What is a chemical pregnancy

What is a Chemical Pregnancy?

2 min read

There are many terms used to describe the various ways that a pregnancy does not reach full term. For many, the term used doesn't change the feeling of loss and the grief that can follow. But, you may want to understand why your doctor refers to a pregnancy loss using different phrases, depending on the circumstances and timeline. Here, we share what it means to have a chemical pregnancy (read more about ectopic pregnancy and miscarriage for further information).

What exactly *is* a chemical pregnancy?

A chemical pregnancy (sometimes called a biochemical pregnancy) is a very early stage miscarriage. It's called chemical because it can be detected via the pregnancy hormone beta-hCG (either through a blood test or a urine test). But the miscarriage happens before the pregnancy can be picked up on an ultrasound, usually within the first five weeks of pregnancy when the embryo stops developing.

How do you know if you've had a chemical pregnancy?

Many people experience a chemical pregnancy without knowing, simply mistaking it for a late and heavy period. This makes it hard to know how common they are. If you suspect you are having a chemical pregnancy, you may be able to confirm by taking a home pregnancy test and picking up he beta HCG hormone.

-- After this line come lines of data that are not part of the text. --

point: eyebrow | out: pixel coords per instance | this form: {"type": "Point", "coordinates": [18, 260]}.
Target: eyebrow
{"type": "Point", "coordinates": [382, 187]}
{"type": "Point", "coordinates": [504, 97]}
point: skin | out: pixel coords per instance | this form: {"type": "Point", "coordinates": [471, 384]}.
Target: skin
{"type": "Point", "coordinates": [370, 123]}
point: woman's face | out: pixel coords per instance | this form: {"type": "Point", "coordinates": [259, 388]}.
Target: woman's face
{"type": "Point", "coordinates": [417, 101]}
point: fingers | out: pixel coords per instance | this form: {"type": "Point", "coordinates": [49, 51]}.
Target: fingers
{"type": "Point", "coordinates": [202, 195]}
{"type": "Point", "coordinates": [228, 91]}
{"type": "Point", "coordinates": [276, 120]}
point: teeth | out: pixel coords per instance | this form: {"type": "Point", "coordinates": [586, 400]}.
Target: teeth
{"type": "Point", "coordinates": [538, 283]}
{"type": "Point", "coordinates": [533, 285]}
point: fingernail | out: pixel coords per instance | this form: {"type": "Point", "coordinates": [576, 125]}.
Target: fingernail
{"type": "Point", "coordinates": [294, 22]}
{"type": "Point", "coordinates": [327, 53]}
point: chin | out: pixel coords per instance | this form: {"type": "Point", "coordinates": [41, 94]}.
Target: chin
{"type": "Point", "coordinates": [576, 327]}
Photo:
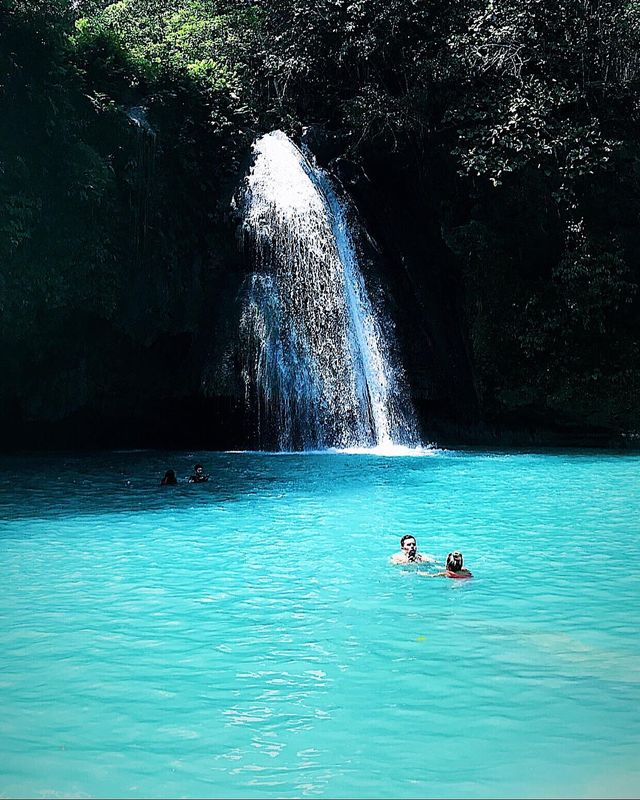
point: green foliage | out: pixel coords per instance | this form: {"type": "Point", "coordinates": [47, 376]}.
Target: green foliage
{"type": "Point", "coordinates": [526, 109]}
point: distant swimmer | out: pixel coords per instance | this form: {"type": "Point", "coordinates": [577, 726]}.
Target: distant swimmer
{"type": "Point", "coordinates": [169, 478]}
{"type": "Point", "coordinates": [198, 475]}
{"type": "Point", "coordinates": [454, 567]}
{"type": "Point", "coordinates": [409, 552]}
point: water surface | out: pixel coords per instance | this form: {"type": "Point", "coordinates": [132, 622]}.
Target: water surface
{"type": "Point", "coordinates": [248, 638]}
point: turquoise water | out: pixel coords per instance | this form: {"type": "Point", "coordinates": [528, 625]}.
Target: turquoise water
{"type": "Point", "coordinates": [248, 637]}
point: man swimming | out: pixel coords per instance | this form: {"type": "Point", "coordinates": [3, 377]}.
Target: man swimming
{"type": "Point", "coordinates": [409, 552]}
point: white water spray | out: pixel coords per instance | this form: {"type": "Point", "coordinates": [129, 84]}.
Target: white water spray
{"type": "Point", "coordinates": [317, 367]}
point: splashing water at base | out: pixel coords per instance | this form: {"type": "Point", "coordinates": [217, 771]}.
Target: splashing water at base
{"type": "Point", "coordinates": [317, 365]}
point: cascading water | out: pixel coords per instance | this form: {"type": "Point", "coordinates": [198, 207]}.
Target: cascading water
{"type": "Point", "coordinates": [317, 367]}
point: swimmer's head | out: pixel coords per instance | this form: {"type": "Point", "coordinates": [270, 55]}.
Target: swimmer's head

Can you prevent a chemical pregnancy?

Like many miscarriages, we don't always know why they—or a chemical pregnancy—occurs. And importantly, there is no way to prevent a chemical pregnancy from happening.

Does a chemical pregnancy affect your future fertility?

As a general rule, no. A chemical pregnancies typically resolves quickly on its own. You want to ensure that your beta HCG returns to zero, which you can do with a home pregnancy test (with a negative result indicating that it has). Once this happens, your cycle should return to normal. In fact, a chemical pregnnacy is a known good prognosis for eventual success.

What does a chemical pregnancy indicate? 

The fact that you got pregnant proves many things have occurred. For example, you must have ovulated, sperm must have made its way to the egg, there must have been fertilization, an embryo must have grown into a blastocyst and there must have been some implantation.

While these things don't take away the grief associated with this kind of loss, it can be a good sign for your future fertility.